Mardi 8 avril 2014 2 08 /04 /Avr /2014 09:02

 

 

 

     Depuis plusieurs semaines, le temps reste tiède lumineux. Dans mon jardin je fais une cure de lumière. J'ai rafistolé une fois encore le transat antique... Je vêts mon chapeau troué décoloré pour mieux me déguiser en cow boy de Louisiane. Enfoui dans les touffes de fleurs qui se succèdent en vagues nouvelles... En ce moment  tulipes  pastel  derniers narcisses  coeurs de Marie  bordures épaisses de primevères colorées ramassées hier unes à unes dans les prés!

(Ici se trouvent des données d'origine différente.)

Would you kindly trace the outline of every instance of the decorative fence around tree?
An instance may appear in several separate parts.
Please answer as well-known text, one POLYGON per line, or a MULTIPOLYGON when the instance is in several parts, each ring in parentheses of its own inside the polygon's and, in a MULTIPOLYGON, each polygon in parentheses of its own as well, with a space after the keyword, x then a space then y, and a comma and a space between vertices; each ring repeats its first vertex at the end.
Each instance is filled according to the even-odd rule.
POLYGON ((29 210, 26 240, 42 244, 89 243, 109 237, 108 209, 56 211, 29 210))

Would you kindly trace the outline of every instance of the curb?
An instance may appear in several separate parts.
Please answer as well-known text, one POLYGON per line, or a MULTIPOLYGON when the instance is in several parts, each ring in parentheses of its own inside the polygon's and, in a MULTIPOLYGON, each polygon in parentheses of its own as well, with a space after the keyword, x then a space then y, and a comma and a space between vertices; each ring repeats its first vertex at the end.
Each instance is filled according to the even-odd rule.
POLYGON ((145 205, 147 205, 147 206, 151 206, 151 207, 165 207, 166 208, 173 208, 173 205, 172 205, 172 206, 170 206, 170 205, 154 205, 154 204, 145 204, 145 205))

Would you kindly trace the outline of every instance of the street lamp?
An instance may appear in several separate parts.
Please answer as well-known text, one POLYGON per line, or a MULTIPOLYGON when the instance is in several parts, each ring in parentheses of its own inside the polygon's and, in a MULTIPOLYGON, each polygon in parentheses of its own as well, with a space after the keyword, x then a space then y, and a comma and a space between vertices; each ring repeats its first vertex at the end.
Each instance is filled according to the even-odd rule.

     Mon épouze blasée me laisse jouer au jardinier du château, m'appelant seulement pour la soupe à laquelle j'avoue avoir peu participé, je l'avoue humblement. Les tourterelles picorent les graînes au sol, les derniers oiseaux se balancent sur les boules suspendues! Ne serait-ce point cela le Paradis d'Allah dont on parle de plus en plus à la télé ? Sans doute aucun...


     Quand j'ai visité l'Alhambra de Grenade, les jardins avaient en plus, certes le gazouillis des oiseaux, le parfum du jasmin et des roses, l'entre las des jets d'eau ! Lors avec la maîtresse du palais, nous avons discuté de l'établissement d'un étang haricot, d'une prise d'eau élégante et même d'un pont joli. Mais bien que princesse elle économise les dinars !


     Tu es devenu complètement fou m'a-t-elle dit en toute simplicité. Et puis ensuite, tu y mettras des grenouilles ou pire des salamandres, tout ça dans un espace si petit... D'ailleurs j'ai peur des petites bêtes.


     De plus les drônes des impôts balayent le ciel et nous feront payer nos folies. Tu ne les connais pas, ils se sont remis à compter portes et fenêtres bâties au noir, piscine non déclarée et tout signe extérieur de richesse. Alors j'ai cessé mes divagations de transat rafistolé, et suis redevenu jardinier du grand vieux château. Puis suis entré at home pour la bonne soupe.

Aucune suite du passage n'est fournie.